2017 brought nominee Blind Vaysha or Vaysha l’aveugle, a National Film Board of Canada production with help from ARTE France. The short featured unique woodblock-style animations. (The titular character was inspired by paintings of Eleanor of Aquitaine.) It is a mysterious fable about a girl who sees the past with one eye and the future with the other — but never the present.
Asteria also made last year’s honorable mention. The French space-comedy starred two CGI astronauts who encountered vicious aliens and a surprise round of space-golf.
In 2018, two of the five animated short nominees are from France.
Negative Space is a beautiful visual poem recited in stop motion. The script is actually a poem by American poet Ron Koertge. The short tells the story of a boy’s relationship with his father, and how they bonded over the simple art of packing. A tightly-packed suitcase was their rock, a symbol of snugness. At the father’s funeral, gazing into the casket, the boy can’t help but lament “all that wasted space.”

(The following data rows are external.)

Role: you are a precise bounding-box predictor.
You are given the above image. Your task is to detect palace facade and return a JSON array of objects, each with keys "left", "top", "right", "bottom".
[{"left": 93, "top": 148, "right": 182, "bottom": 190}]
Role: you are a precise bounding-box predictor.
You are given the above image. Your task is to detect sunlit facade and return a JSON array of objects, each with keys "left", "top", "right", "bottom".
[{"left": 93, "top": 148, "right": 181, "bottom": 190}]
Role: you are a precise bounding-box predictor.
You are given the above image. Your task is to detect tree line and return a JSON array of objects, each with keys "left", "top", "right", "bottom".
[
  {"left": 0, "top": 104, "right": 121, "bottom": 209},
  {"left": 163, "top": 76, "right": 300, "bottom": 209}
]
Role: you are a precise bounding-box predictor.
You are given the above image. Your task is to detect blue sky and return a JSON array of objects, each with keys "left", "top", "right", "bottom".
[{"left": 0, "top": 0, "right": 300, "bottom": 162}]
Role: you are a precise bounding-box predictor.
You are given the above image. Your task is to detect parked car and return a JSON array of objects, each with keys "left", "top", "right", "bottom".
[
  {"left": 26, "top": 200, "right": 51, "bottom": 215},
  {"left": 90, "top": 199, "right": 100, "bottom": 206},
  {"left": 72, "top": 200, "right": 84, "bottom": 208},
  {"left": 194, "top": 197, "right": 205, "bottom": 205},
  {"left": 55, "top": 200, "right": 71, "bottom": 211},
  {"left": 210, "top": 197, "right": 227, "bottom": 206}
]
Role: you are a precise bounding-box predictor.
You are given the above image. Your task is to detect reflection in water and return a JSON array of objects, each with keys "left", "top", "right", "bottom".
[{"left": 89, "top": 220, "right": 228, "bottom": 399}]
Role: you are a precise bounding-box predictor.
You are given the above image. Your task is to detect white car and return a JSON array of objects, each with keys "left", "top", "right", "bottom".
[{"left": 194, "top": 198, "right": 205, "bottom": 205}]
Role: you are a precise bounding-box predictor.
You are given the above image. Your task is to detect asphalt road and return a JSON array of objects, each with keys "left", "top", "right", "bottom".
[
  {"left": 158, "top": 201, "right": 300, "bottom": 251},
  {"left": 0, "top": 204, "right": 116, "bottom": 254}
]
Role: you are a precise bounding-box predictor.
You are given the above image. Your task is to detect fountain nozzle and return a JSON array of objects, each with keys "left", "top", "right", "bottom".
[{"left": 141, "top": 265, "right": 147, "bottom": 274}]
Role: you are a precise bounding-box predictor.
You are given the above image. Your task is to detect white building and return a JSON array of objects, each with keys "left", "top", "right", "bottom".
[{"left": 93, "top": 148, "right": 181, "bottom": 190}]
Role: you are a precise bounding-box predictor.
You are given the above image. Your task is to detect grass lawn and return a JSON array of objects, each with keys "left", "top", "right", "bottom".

Garden Party paints a very different picture. The landscape appears to be an abandoned pleasure palace for a Colombian cartel kingpin. It is the perfect stomping grounds for an unlikely cast of protagonists: frogs. In astonishing CGI, the amphibians hop through swimming pools, satin sheets, and bullet-holes left in windows. They munch on caviar and macarons. The whole film is seen from a frog’s eye view, until a lurid, all-too-human ending.
The marriage of the comedic and the macabre sparkles in these filmlets. If you liked Don Hertzfeldt’s World of Tomorrow the 2015 classic in the genre, you’ll love this year’s picks.